SFEBES2025 ePoster Presentations Adrenal and Cardiovascular (7 abstracts)
University Hospital Limerick, Limerick, Ireland
A 68 year old gentleman was referred to the endocrine service with a large right sided neck mass of which MRI neck showed findings consistent with carotid body tumour. He has a significant background history of atrial septal defect with shunt reversal and resultant Eisenmengers syndrome. The patient denied any symptoms of catecholamine excess and was normotensive. Physical examination also revealed stage 4 finger clubbing. Biochemical analysis revealed unremarkable plasma metanephrines; normetanephrine 1050 pmol/l (0-1180), metanephrine 759 pmol/l (0-510), 3-methoxytyramine <100 pmol/l (0-180). Genetic analysis of inherited phaeochromocytoma and paraganglioma gene panel did not identify a cause for the tumour.
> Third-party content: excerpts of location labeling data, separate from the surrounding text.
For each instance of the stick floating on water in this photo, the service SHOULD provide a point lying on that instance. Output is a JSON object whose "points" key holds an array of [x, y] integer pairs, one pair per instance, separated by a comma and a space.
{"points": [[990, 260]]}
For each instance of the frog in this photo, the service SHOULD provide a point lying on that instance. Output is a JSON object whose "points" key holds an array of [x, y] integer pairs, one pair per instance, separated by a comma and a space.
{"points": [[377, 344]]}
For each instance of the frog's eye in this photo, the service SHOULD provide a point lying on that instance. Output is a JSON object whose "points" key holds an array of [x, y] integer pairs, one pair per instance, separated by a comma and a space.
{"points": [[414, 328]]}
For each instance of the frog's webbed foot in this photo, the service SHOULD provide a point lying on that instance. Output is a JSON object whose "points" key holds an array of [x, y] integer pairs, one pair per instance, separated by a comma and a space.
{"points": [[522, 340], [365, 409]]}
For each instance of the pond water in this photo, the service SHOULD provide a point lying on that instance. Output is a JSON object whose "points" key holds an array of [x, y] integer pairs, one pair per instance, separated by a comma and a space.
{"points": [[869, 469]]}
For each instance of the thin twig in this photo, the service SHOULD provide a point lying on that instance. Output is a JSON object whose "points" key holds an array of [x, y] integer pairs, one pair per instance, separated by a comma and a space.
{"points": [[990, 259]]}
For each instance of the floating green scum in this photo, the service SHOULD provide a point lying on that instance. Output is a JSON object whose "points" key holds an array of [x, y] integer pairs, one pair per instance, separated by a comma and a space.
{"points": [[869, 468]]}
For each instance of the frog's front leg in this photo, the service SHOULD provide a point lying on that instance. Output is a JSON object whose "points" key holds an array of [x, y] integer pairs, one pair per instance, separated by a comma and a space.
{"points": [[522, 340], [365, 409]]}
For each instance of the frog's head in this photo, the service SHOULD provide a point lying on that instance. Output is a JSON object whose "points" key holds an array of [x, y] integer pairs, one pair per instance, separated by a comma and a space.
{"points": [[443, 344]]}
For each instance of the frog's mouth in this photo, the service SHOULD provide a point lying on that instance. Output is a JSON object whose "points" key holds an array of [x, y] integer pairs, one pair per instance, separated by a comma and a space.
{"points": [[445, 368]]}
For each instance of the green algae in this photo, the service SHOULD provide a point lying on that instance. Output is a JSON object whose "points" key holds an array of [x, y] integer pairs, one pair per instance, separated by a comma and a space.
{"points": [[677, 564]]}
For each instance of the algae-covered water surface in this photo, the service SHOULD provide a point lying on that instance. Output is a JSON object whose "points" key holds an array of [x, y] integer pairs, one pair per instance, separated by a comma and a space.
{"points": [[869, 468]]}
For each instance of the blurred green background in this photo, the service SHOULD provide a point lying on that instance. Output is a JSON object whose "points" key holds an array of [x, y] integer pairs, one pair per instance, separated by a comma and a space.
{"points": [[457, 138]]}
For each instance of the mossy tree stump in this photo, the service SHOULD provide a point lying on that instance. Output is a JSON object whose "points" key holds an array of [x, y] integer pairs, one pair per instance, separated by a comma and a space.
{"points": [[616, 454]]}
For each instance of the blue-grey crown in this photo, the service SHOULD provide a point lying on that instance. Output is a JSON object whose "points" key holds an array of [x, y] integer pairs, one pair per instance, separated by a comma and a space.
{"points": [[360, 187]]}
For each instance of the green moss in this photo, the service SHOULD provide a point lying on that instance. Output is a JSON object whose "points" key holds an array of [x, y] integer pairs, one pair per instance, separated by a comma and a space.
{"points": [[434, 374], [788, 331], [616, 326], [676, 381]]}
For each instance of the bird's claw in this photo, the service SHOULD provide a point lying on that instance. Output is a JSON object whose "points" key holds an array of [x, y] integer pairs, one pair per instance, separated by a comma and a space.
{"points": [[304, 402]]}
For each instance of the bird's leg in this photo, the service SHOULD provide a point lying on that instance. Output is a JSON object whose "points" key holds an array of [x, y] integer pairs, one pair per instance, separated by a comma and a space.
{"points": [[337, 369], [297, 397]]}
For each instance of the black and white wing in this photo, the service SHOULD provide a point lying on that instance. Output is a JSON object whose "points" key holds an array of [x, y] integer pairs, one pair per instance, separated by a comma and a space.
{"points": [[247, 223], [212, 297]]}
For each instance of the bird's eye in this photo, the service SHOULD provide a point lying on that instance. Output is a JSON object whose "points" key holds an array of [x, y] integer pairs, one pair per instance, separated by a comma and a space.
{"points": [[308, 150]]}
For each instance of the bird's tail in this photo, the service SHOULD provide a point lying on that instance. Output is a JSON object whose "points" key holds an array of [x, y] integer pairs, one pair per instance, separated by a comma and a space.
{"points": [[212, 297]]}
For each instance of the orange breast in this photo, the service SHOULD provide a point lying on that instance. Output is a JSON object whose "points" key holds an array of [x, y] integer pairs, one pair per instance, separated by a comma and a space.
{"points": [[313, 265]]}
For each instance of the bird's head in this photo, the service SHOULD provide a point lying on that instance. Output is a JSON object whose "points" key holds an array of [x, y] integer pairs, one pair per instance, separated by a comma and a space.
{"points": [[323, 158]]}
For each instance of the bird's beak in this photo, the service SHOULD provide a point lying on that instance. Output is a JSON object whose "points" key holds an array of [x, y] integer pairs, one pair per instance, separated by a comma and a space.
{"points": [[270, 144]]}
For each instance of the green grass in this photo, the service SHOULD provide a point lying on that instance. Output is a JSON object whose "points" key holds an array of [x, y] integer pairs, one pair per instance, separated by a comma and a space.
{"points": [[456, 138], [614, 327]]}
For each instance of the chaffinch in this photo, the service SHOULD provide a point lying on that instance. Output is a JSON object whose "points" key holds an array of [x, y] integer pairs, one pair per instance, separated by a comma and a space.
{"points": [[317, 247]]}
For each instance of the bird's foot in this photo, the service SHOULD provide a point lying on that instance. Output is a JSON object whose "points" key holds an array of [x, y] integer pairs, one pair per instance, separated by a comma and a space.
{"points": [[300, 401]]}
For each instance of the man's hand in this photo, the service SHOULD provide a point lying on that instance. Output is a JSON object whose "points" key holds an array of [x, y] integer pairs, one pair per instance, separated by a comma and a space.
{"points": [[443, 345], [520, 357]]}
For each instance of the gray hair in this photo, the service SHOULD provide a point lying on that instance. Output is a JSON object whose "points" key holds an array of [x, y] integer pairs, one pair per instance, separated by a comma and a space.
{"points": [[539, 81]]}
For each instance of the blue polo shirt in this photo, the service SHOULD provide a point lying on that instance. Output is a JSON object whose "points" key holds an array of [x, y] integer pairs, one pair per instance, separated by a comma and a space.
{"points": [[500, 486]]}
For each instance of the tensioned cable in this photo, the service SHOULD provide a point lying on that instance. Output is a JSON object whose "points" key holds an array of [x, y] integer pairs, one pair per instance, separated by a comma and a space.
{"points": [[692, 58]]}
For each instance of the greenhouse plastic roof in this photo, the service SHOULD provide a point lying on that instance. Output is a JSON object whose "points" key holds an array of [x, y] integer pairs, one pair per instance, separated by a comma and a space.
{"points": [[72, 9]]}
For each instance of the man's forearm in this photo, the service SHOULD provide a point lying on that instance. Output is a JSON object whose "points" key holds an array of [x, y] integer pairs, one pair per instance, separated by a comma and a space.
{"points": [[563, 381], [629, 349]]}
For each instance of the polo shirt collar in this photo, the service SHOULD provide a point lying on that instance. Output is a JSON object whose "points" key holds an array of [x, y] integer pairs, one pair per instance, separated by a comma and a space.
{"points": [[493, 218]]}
The impression was this is a non-secretory parasympathetic carotid body paraganglioma secondary to chronic hypoxic state from his underlying congenital heart disease. MDT discussion concluded that the patient was not a surgical candidate. He underwent 25 sessions of radiotherapy resulting in tumour shrinkage. Carotid body tumours are the most common form of head and neck parasympathetic paraganglioma. It can arise as part of a genetic syndrome or sporadically. Sporadic carotid body paragangliomas are more common in people living at high altitude and in those with chronic hypoxic state. The absence of a known genetic predisposition to this gentlemans carotid body paraganglioma strengthens the hypothesis that it is the result of a chronic hypoxic state. There is a growing body of evidence to suggest a link between hypoxia and carotid body paraganglioma. However, our understanding of the underlying pathophysiological process remains limited and is an area for further investigation.